Lessons in parenting in hockey

My son and I have been going to hockey games for three years. He’s four!

Last year we had the moment of insight that the kid couldn’t actually see the game because he was too small. He never thought to say anything, and I never thought to ask. The poor kid went to something like 20+ games before we realized he wasn’t actually watching the game. No wonder he was bored!

One thing that always surprised me was why when the Sharks scored did he look terrified?

Last night I figured it out. A goal in a hockey game is like a random loud event to Nicholas. He has no idea why or how the goal got scored. The whole sequence appears random.

How did the least observant parent of the year figure this one out? Because Marleau scored on a break-a-way and Nicholas was standing and cheering. More importantly he was proud of the fact that he had raised his hands like everybody else at the same time! He was going: I raised my hands like everyone else…

The poor kid had been trying to figure out why all of these adults simultaneously stood up and cheered!

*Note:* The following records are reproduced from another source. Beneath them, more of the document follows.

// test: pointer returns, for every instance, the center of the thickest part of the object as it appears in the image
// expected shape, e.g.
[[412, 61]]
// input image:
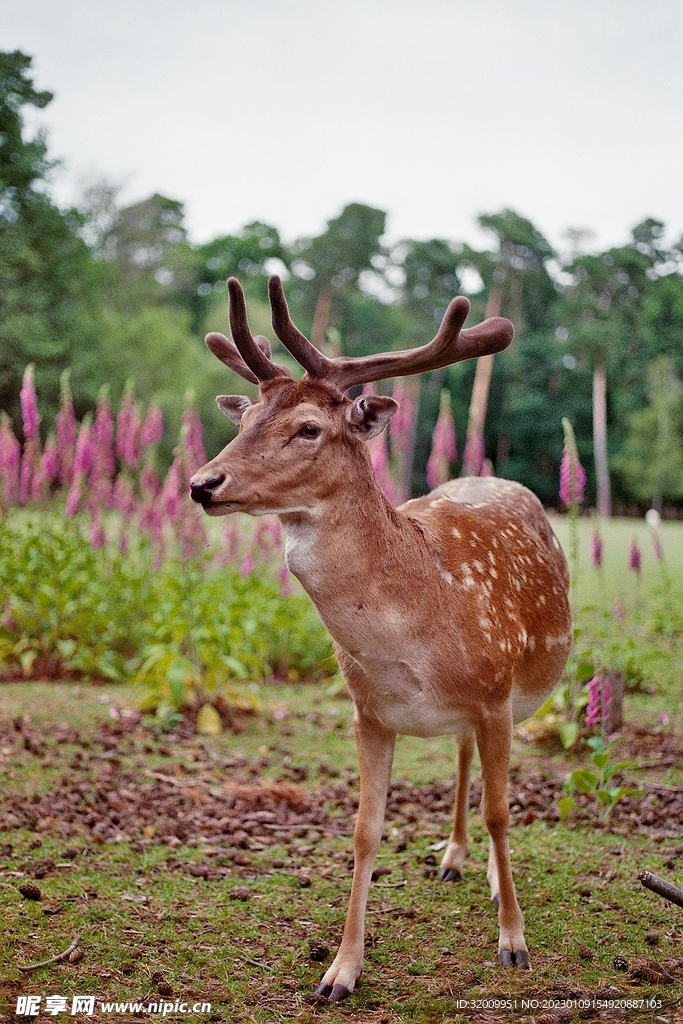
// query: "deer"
[[449, 613]]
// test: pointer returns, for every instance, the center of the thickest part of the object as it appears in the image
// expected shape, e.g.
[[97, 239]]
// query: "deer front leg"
[[456, 851], [495, 740], [375, 747]]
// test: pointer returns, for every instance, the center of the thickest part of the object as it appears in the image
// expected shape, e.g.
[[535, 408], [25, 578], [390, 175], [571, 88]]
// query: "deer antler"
[[248, 355], [451, 344]]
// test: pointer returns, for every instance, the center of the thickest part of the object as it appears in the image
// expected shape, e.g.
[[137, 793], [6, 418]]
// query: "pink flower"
[[193, 440], [102, 436], [599, 699], [400, 427], [596, 550], [248, 564], [171, 492], [127, 429], [572, 478], [50, 460], [443, 451], [67, 430], [10, 456], [379, 456], [97, 535], [635, 556], [656, 548], [473, 456], [29, 400], [153, 428]]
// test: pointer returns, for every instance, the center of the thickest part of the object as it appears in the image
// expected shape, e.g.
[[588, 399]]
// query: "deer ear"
[[370, 414], [233, 406]]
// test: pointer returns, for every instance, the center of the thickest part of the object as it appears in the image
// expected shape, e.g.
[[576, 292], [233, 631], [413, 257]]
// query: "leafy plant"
[[595, 783]]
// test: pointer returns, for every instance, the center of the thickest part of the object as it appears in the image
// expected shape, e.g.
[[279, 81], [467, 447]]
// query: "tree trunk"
[[322, 317], [473, 456], [600, 439]]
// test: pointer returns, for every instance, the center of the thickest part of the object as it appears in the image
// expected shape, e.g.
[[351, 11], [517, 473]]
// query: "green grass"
[[429, 944]]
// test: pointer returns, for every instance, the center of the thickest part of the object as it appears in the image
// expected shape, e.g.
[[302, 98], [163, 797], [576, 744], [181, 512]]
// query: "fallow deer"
[[450, 613]]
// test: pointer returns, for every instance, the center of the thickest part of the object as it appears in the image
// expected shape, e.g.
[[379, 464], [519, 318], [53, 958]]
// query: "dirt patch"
[[102, 796]]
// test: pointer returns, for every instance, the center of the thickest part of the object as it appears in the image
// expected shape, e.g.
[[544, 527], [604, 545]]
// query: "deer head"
[[300, 438]]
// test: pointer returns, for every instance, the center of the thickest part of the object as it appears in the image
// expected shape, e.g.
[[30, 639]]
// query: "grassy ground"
[[253, 938]]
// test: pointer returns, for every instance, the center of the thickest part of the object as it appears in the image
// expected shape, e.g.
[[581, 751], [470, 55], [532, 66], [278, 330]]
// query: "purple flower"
[[635, 556], [400, 427], [153, 428], [171, 493], [193, 440], [473, 456], [29, 400], [10, 456], [572, 474], [599, 700], [97, 535], [127, 429], [67, 430], [443, 445], [248, 564], [596, 550], [656, 548], [50, 460]]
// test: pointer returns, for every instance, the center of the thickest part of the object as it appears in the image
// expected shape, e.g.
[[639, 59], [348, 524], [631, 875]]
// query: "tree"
[[651, 459], [336, 259], [48, 304], [518, 286]]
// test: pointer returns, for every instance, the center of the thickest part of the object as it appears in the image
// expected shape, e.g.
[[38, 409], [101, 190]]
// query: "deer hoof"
[[450, 875], [518, 957], [338, 992]]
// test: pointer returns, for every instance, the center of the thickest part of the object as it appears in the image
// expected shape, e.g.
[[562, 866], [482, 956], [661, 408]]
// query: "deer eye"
[[309, 430]]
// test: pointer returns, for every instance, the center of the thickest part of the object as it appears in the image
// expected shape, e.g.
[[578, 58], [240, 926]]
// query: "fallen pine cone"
[[29, 891]]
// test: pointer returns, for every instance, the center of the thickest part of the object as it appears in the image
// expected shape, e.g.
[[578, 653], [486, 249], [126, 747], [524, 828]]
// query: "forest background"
[[115, 292]]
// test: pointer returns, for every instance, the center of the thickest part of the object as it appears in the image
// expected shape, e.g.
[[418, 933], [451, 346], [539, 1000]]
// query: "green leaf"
[[584, 780], [568, 733]]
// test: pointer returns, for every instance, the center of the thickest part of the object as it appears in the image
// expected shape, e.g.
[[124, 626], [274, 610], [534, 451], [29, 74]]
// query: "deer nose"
[[202, 493]]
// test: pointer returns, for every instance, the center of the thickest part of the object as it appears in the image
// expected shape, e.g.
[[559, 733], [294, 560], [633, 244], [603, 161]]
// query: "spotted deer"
[[449, 613]]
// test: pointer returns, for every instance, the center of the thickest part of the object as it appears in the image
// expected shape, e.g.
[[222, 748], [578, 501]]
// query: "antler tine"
[[250, 350], [226, 351], [451, 344], [306, 354]]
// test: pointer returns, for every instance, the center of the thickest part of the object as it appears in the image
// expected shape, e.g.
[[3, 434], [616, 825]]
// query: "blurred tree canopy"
[[118, 291]]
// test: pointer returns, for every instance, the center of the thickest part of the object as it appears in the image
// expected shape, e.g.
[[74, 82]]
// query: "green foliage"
[[47, 307], [180, 632], [651, 461], [595, 783]]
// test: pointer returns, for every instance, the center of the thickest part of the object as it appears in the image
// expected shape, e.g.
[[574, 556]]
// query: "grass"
[[429, 944], [245, 938]]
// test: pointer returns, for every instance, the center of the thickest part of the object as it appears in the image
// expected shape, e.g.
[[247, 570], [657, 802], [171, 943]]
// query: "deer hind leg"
[[375, 755], [495, 740], [456, 851]]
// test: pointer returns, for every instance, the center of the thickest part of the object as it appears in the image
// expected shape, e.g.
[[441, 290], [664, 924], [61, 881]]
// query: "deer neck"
[[350, 551]]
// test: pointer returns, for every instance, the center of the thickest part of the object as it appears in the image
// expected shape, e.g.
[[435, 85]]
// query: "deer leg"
[[495, 740], [375, 747], [456, 851]]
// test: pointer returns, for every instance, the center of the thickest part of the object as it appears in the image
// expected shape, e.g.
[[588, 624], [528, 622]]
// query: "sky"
[[434, 111]]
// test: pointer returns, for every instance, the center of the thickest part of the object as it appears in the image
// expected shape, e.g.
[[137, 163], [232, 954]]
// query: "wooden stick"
[[662, 888], [52, 960]]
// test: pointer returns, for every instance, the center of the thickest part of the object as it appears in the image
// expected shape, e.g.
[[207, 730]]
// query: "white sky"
[[434, 111]]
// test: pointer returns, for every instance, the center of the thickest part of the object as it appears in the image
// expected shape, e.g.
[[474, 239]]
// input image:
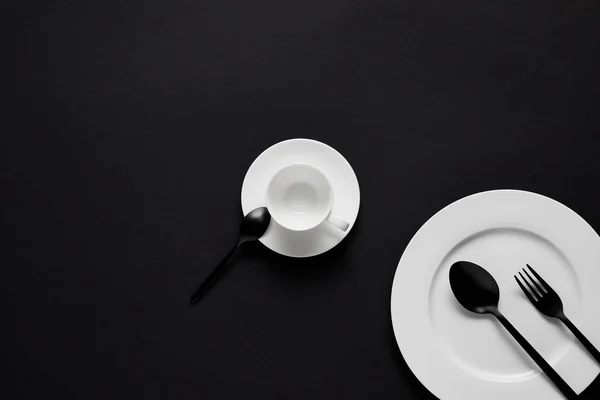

And the reason he was freaked out was because it was like this room full that suddenly erupts – for no apparent reason – in a loud shout… I would be freaked out as well… And he was frustrated, I think, that he didn’t understand.

This is why baseball and soccer have such a broader following. A baseball game event is obvious. The ball is hit, the player runs. In soccer the pace is sufficiently slower that a neophyte fan can follow what happens. A hockey game, on the other hand, is a sequence of bounces, abrupt changes in motion followed by a goal and appears to inscrutable.

I think, maybe, now my kid is going to start enjoying the game.